Donald Trump, qui ne goûte pourtant guère les théories, est en passe de forger un concept avec la guerre qu’il a déclenchée contre l’Iran : celui de l’impatience stratégique. Le président des Etats-Unis s’est souvent défini par opposition à son premier prédécesseur démocrate, Barack Obama. La dernière stratégie de sécurité nationale de ce dernier, publiée en 2015, avait estimé que les défis auxquels étaient opposés les Etats-Unis, dont une bonne partie sont toujours d’actualité (agression russe en Ukraine, rivalité avec la Chine) requéraient « patience et persistance stratégique ».
Ses détracteurs, y compris dans les rangs démocrates, avaient considéré alors qu’il s’agissait d’une recette pour la passivité. Décision dramatique à l’aune de l’histoire, son refus de livrer des armes à Kiev en était, pour eux, l’exemple le plus manifeste.
De retour à la Maison Blanche, débarrassé des « adultes » qui freinaient ses impulsions pendant son premier mandat, Donald Trump a fait le choix inverse : celui de l’impulsivité et du revirement permanent.

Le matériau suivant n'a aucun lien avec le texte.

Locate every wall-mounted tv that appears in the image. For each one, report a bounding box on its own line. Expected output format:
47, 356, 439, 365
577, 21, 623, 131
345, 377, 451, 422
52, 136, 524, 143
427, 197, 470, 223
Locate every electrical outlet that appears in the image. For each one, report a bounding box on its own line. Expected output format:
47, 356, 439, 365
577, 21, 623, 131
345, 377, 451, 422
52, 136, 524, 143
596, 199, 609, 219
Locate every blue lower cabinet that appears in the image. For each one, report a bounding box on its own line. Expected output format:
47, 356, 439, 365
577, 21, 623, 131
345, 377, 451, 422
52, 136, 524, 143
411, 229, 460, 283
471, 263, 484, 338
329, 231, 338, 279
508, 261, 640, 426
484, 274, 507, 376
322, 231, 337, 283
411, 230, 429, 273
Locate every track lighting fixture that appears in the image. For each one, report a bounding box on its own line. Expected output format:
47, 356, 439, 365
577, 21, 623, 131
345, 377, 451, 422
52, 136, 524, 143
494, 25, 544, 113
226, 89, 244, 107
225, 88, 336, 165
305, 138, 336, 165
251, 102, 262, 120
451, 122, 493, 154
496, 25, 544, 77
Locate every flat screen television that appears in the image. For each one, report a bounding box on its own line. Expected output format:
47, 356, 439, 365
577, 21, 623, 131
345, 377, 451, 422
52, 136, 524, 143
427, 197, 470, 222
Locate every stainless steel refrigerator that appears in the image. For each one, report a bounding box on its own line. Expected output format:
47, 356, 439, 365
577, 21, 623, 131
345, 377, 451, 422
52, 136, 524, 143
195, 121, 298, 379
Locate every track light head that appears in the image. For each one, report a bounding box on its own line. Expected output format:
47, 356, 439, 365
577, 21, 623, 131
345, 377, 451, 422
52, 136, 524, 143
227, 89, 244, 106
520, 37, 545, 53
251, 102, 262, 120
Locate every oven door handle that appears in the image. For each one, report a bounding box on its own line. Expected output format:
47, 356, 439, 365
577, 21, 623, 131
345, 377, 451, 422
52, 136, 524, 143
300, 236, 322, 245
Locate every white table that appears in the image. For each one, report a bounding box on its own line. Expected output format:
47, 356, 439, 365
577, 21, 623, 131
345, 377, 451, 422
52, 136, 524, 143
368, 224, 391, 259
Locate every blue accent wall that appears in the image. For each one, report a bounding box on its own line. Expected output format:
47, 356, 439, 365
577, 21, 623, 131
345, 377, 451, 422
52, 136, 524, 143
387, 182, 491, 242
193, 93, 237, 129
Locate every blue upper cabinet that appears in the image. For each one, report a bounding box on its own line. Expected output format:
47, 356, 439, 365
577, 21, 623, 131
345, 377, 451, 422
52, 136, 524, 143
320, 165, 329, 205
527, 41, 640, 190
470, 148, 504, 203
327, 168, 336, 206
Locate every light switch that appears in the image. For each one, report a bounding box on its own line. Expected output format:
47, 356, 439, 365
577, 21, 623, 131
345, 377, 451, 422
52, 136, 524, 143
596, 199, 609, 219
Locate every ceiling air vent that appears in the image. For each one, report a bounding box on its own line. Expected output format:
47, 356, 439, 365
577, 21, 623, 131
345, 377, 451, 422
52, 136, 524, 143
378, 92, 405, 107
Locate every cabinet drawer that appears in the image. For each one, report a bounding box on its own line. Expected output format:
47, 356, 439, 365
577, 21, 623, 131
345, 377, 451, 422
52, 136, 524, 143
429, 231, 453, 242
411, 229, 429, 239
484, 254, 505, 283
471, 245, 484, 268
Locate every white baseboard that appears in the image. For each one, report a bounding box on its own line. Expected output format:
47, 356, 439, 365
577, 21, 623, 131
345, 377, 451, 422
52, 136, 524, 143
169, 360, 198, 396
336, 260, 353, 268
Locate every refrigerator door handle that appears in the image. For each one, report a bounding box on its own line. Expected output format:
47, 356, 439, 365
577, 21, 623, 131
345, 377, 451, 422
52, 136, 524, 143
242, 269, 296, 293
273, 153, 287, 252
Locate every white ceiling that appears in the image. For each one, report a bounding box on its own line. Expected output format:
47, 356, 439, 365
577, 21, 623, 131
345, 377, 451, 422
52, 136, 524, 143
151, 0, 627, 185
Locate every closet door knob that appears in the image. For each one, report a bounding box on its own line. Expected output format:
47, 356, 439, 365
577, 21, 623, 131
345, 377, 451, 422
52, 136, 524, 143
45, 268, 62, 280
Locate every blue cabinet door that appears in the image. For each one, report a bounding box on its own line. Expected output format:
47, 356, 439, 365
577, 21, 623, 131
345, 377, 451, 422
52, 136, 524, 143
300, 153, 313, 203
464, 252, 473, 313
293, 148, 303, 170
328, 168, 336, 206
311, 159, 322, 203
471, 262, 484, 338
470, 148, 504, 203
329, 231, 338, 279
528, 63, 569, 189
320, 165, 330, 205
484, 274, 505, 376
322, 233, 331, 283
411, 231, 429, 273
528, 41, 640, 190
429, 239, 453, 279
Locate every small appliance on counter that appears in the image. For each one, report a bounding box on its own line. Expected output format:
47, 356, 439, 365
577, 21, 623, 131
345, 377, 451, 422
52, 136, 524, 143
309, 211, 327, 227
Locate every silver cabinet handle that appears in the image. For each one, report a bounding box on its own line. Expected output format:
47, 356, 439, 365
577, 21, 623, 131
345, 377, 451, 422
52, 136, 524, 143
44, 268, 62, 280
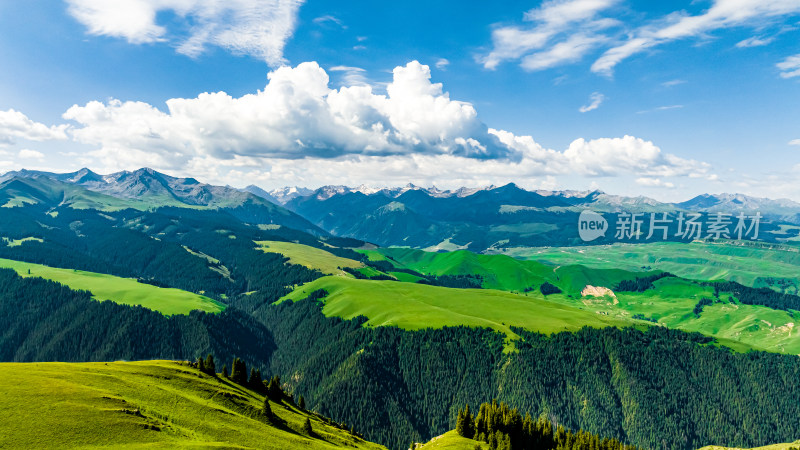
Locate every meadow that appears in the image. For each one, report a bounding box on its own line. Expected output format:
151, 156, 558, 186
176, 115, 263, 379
282, 276, 627, 349
0, 361, 384, 450
0, 258, 225, 316
503, 241, 800, 294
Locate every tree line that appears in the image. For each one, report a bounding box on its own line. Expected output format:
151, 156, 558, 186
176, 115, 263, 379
456, 399, 636, 450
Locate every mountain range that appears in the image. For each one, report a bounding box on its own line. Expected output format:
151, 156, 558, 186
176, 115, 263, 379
6, 168, 800, 252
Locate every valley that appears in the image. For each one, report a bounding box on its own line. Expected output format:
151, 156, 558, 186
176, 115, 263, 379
0, 170, 800, 450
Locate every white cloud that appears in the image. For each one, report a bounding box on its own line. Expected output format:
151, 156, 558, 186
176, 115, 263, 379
479, 0, 618, 70
313, 15, 347, 30
636, 105, 683, 114
636, 177, 675, 189
578, 92, 606, 112
736, 36, 775, 48
592, 0, 800, 76
328, 66, 370, 86
64, 61, 509, 161
66, 0, 304, 65
775, 54, 800, 78
17, 148, 44, 160
0, 109, 67, 146
661, 79, 686, 87
64, 61, 710, 190
564, 135, 710, 177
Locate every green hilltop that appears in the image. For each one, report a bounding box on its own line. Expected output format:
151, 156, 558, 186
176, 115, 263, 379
0, 258, 225, 315
0, 361, 384, 450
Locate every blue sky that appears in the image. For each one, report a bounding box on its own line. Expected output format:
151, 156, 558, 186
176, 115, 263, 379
0, 0, 800, 200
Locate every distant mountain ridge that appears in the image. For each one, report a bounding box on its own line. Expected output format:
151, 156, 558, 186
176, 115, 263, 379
260, 183, 800, 214
6, 168, 800, 252
0, 168, 325, 235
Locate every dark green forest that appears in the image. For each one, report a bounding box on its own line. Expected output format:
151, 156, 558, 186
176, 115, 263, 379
456, 400, 636, 450
0, 264, 800, 449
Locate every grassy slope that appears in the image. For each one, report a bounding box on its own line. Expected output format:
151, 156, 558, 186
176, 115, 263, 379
256, 241, 364, 277
361, 248, 656, 295
352, 243, 800, 354
548, 278, 800, 354
0, 361, 383, 449
285, 276, 629, 352
699, 440, 800, 450
0, 258, 225, 315
506, 242, 800, 286
416, 430, 488, 450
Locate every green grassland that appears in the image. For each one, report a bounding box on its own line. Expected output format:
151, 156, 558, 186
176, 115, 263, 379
536, 278, 800, 354
360, 247, 648, 295
282, 276, 630, 349
0, 361, 384, 449
256, 241, 364, 277
415, 430, 488, 450
699, 440, 800, 450
0, 258, 225, 315
310, 243, 800, 354
496, 242, 800, 294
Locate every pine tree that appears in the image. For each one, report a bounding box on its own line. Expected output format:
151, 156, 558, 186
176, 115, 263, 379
204, 353, 217, 376
267, 375, 283, 402
456, 409, 467, 437
463, 404, 475, 439
261, 398, 273, 420
247, 367, 264, 392
231, 358, 247, 386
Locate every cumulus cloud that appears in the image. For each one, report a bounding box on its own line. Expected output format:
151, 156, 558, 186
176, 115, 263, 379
328, 66, 370, 86
17, 148, 44, 160
0, 109, 67, 146
479, 0, 618, 71
313, 14, 347, 30
64, 61, 509, 161
636, 177, 675, 189
64, 61, 710, 187
578, 92, 606, 112
592, 0, 800, 76
66, 0, 304, 65
776, 54, 800, 78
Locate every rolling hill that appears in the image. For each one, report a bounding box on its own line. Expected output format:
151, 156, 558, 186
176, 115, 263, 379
0, 168, 325, 235
0, 361, 385, 450
0, 258, 225, 315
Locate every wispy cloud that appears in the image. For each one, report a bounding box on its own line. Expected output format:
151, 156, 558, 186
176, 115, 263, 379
636, 105, 683, 114
775, 54, 800, 78
313, 15, 347, 30
736, 36, 775, 48
592, 0, 800, 76
0, 109, 67, 147
578, 92, 606, 113
478, 0, 619, 70
636, 177, 675, 189
66, 0, 305, 65
17, 148, 44, 161
661, 79, 686, 87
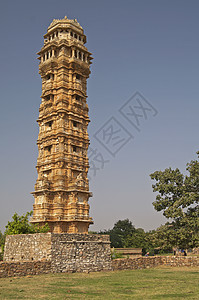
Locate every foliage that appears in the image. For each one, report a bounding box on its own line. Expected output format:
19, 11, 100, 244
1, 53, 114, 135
100, 219, 135, 248
5, 211, 49, 235
0, 231, 5, 260
150, 152, 199, 248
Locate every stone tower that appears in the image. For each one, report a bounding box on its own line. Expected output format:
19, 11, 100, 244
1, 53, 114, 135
31, 17, 93, 233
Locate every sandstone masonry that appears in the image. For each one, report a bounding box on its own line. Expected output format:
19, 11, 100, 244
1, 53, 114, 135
0, 233, 112, 275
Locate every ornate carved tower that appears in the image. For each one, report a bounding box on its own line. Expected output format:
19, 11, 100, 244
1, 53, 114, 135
31, 17, 93, 233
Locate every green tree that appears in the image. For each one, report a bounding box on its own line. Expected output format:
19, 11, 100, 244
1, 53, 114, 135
150, 152, 199, 248
5, 211, 49, 236
100, 219, 135, 248
0, 231, 5, 260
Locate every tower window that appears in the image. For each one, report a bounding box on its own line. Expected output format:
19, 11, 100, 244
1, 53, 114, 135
45, 145, 52, 153
73, 121, 77, 127
46, 121, 53, 128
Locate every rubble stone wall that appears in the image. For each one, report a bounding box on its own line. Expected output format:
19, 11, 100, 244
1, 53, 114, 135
0, 233, 199, 278
52, 233, 112, 272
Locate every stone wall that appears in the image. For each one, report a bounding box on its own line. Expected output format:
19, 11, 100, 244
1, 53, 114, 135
3, 233, 51, 262
0, 233, 199, 277
1, 233, 112, 273
52, 233, 112, 272
112, 256, 199, 270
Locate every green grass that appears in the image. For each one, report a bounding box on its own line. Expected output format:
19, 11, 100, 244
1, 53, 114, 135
0, 267, 199, 300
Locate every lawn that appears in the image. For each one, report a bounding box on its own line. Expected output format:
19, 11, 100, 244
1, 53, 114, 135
0, 267, 199, 300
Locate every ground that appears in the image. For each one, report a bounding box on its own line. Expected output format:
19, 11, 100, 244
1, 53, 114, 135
0, 267, 199, 300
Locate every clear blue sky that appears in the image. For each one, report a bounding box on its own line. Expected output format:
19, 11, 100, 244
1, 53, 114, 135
0, 0, 199, 230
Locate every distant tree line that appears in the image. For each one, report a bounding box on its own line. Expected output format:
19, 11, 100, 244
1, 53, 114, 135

Il s’accompagne du mépris de la connaissance des dossiers et d’une confiance démesurée en soi et en une poignée de conseillers dont la compétence, de l’Ukraine à Gaza, fait jusqu’à présent pitié.

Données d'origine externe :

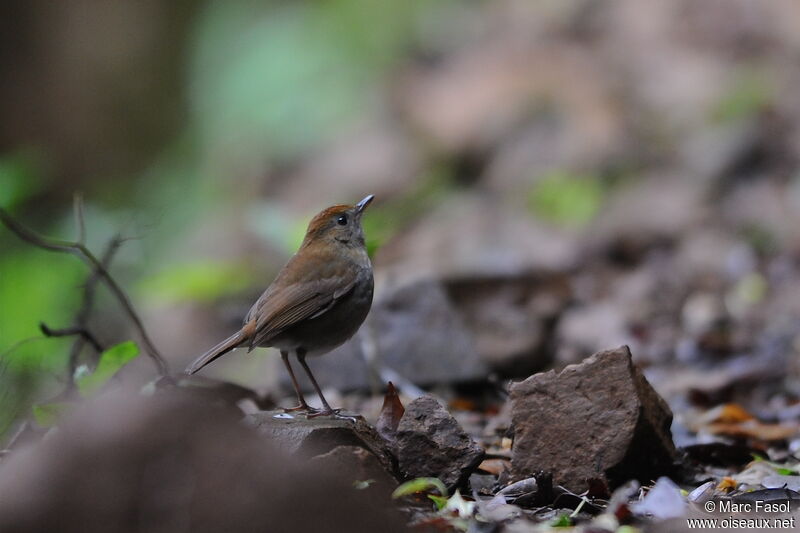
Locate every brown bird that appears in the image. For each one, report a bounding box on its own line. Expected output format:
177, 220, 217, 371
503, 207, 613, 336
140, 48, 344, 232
186, 195, 374, 416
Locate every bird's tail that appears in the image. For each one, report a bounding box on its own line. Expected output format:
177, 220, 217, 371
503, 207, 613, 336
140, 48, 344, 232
186, 331, 245, 374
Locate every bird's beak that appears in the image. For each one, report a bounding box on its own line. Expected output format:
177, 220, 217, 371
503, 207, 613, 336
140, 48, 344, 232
356, 194, 375, 215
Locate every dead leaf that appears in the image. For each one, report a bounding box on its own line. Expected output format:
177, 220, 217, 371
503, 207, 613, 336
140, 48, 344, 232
375, 381, 406, 443
705, 420, 798, 441
717, 476, 739, 493
698, 403, 755, 425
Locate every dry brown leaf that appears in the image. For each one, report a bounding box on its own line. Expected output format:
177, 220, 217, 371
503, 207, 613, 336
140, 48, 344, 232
698, 403, 755, 425
375, 381, 406, 442
705, 420, 798, 441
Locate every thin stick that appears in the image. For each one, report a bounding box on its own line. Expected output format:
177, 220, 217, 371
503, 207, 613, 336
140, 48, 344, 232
0, 207, 169, 376
39, 322, 103, 352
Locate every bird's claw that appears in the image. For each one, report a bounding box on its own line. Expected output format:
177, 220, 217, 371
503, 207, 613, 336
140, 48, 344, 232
306, 408, 364, 422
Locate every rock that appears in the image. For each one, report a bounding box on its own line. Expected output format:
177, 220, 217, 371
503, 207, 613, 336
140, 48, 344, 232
446, 272, 570, 377
511, 346, 675, 493
245, 411, 394, 472
368, 280, 488, 386
0, 389, 406, 533
395, 396, 484, 487
375, 192, 581, 282
556, 299, 634, 364
585, 174, 706, 263
308, 446, 397, 498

Personne n’a jamais revendiqué ce concept d’impatience stratégique, car ses inconvénients sautent aux yeux du premier venu. Appliquée à l’Iran, elle a pour l’instant conduit le président américain à une impasse, ce qui n’a pas échappé à ce qui subsiste du régime iranien, prompt à revendiquer la victoire avec la même emphase que le locataire de la Maison Blanche. Lorsque l’on s’efforce d’en préciser les contours, cette victoire iranienne, qui reste à confirmer, n’est pas sans fondements, mais elle est aussi entachée d’ombres.

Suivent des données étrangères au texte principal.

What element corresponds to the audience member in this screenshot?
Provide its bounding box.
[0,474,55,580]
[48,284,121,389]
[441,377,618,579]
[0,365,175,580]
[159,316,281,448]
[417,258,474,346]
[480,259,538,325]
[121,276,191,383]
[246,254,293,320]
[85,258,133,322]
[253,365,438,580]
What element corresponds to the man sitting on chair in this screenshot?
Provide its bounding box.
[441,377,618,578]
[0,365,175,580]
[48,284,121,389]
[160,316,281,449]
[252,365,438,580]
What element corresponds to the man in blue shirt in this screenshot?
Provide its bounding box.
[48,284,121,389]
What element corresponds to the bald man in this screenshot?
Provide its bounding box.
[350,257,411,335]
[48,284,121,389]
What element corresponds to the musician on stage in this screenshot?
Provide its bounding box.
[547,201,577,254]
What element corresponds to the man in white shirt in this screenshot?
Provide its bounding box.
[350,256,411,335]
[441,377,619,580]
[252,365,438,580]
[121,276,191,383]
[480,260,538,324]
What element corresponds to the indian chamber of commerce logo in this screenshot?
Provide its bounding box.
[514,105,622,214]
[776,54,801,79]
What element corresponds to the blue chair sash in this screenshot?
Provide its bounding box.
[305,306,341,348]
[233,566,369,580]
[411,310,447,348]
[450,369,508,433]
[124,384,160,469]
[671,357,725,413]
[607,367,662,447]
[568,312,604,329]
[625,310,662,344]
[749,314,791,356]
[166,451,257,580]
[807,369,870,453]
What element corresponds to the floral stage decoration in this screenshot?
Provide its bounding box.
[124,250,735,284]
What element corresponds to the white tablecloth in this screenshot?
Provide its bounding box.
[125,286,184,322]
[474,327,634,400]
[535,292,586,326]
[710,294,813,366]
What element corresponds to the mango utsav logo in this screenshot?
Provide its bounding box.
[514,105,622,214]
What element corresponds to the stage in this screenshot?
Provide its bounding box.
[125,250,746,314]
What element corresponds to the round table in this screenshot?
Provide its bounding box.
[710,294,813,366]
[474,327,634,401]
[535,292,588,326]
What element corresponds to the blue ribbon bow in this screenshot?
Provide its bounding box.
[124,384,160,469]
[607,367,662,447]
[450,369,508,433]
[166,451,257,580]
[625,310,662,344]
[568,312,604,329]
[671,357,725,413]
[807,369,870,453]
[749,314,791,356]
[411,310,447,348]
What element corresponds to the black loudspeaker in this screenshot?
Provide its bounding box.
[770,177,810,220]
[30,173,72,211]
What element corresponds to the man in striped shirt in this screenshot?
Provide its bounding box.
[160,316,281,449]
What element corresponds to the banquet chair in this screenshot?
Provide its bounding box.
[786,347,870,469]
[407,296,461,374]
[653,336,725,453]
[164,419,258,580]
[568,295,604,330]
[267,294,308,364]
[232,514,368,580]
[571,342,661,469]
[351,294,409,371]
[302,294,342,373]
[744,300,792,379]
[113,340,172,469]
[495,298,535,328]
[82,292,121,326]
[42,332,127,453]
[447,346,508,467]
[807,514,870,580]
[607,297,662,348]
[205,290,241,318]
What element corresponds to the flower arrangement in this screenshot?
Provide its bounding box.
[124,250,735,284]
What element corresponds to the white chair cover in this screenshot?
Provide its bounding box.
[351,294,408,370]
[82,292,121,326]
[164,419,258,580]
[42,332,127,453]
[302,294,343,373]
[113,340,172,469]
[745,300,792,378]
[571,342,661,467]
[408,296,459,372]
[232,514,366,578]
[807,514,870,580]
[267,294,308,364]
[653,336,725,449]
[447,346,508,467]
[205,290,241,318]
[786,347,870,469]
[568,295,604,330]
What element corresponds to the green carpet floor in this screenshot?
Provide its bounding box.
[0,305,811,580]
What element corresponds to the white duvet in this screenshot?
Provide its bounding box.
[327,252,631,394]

Des succès non négligeables
Un point n’est pas discutable : le régime a tenu. Décapité, il a néanmoins démontré sa capacité de survie, attestée par l’arrivée aux commandes de nouveaux dirigeants aussi intransigeants que leurs prédécesseurs. Ces responsables ont obtenu plusieurs succès psychologiques au cours des derniers jours, en contraignant le président des Etats-Unis à annuler, samedi 25 avril, une session de négociations qu’il était manifestement pressé de voir se tenir au Pakistan, après avoir obtenu la suppression d’une date butoir pour le cessez-le-feu en cours.